9.1 Overview

We begin our description of DLMs with a static regression model, wherein the \(i^{th}\) observation (response variable) is a linear function of an intercept, predictor variable(s), and a random error term. For example, if we had one predictor variable (\(f\)), we could write the model as \[\begin{equation} \tag{9.1} y_i = \alpha + \beta f_i + v_i, \end{equation}\] where the \(\alpha\) is the intercept, \(\beta\) is the regression slope, \(f_i\) is the predictor variable matched to the \(i^{th}\) observation (\(y_i\)), and \(v_i \sim \text{N}(0,r)\). It is important to note here that there is no implicit ordering of the index \(i\). That is, we could shuffle any/all of the \((y_i, f_i)\) pairs in our dataset with no effect on our ability to estimate the model parameters.

We can write Equation (9.1) using matrix notation, as

\[\begin{align} \tag{9.2} y_i &= \begin{bmatrix}1&f_i\end{bmatrix} \begin{bmatrix}\alpha\\ \beta\end{bmatrix} + v_i \nonumber\\ &= \mathbf{F}_i^{\top}\boldsymbol{\theta} + v_i, \end{align}\]

where \(\mathbf{F}_i^{\top} = \begin{bmatrix}1&f_i\end{bmatrix}\) and \(\boldsymbol{\theta} = \begin{bmatrix}\alpha\\ \beta\end{bmatrix}\).

In a DLM, however, the regression parameters are dynamic in that they “evolve” over time. For a single observation at time \(t\), we can write

\[\begin{equation} (\#eq:dlm-dlm_1) y_t = \mathbf{F}_{t}^{\top}\boldsymbol{\theta}_t + v_t, \end{equation}\]

where \(\mathbf{F}_t\) is a column vector of predictor variables (covariates) at time \(t\), \(\boldsymbol{\theta}_t\) is a column vector of regression parameters at time \(t\) and \(v_{t}\sim\,\text{N}(0,r)\). This formulation presents two features that distinguish it from Equation (9.2). First, the observed data are explicitly time ordered (i.e., \(\mathbf{y}=\lbrace{y_1,y_2,y_3,\dots,y_T}\rbrace\)), which means we expect them to contain implicit information. Second, the relationship between the observed datum and the predictor variables are unique at every time \(t\) (i.e., \(\boldsymbol{\theta}=\lbrace{\boldsymbol{\theta}_1,\boldsymbol{\theta}_2,\boldsymbol{\theta}_3,\dots,\boldsymbol{\theta}_T}\rbrace\)).

However, closer examination of Equation @ref(eq:dlm-dlm_1) reveals an apparent complication for parameter estimation. With only one datum at each time step \(t\), we could, at best, estimate only one regression parameter, and even then, the 1:1 correspondence between data and parameters would preclude any estimation of parameter uncertainty. To address this shortcoming, we return to the time ordering of model parameters. Rather than assume the regression parameters are independent from one time step to another, we instead model them as an autoregressive process where

\[\begin{equation} \tag{9.3} \boldsymbol{\theta}_t = \mathbf{G}_t\boldsymbol{\theta}_{t-1} + \mathbf{w}_t, \end{equation}\]

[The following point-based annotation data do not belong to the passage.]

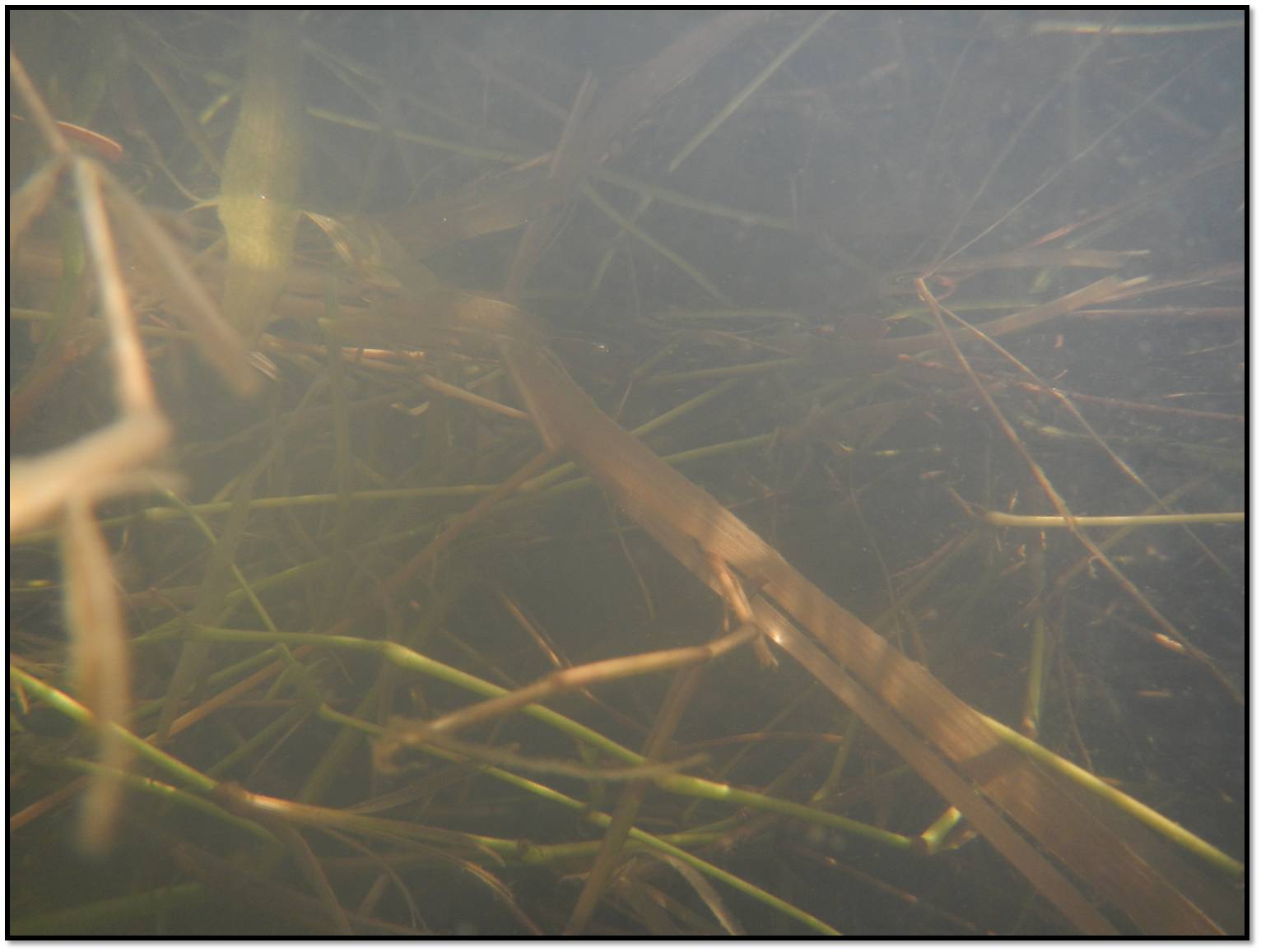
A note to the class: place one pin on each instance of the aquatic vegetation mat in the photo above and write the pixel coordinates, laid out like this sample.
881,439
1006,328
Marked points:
637,473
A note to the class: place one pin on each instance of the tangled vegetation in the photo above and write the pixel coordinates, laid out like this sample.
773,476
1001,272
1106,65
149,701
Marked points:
337,606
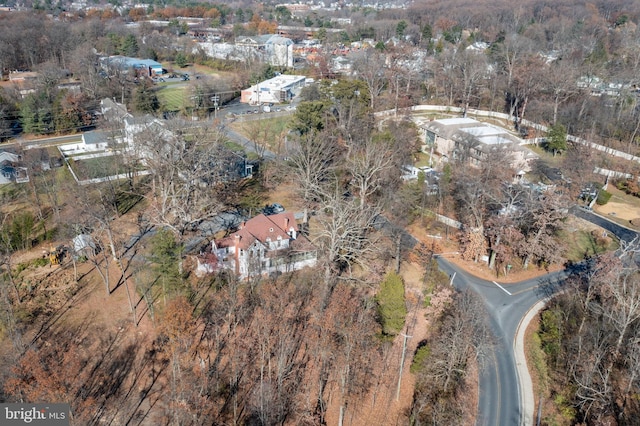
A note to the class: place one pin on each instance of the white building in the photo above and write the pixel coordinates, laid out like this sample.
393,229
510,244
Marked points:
276,90
473,141
263,245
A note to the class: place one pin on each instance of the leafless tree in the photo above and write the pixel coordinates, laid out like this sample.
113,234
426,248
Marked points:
313,158
370,67
345,231
188,174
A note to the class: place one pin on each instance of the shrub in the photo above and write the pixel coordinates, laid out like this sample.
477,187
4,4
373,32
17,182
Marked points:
603,197
422,353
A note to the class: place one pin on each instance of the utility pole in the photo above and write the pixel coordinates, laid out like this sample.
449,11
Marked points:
215,99
404,350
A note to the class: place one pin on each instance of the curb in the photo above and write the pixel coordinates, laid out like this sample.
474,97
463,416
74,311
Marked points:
527,400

\(\mathbf{G}_t\) is the parameter “evolution” matrix, and \(\mathbf{w}_t\) is a vector of process errors, such that \(\mathbf{w}_t \sim \,\text{MVN}(\mathbf{0},\mathbf{Q})\). The elements of \(\mathbf{G}_t\) may be known and fixed a priori, or unknown and estimated from the data. Although we could allow \(\mathbf{G}_t\) to be time-varying, we will typically assume that it is time invariant or assume \(\mathbf{G}_t\) is an \(m \times m\) identity matrix \(\mathbf{I}_m\).

The idea is that the evolution matrix \(\mathbf{G}_t\) deterministically maps the parameter space from one time step to the next, so the parameters at time \(t\) are temporally related to those before and after. However, the process is corrupted by stochastic error, which amounts to a degradation of information over time. If the diagonal elements of \(\mathbf{Q}\) are relatively large, then the parameters can vary widely from \(t\) to \(t+1\). If \(\mathbf{Q} = \mathbf{0}\), then \(\boldsymbol{\theta}_1=\boldsymbol{\theta}_2=\boldsymbol{\theta}_T\) and we are back to the static model in Equation (9.1).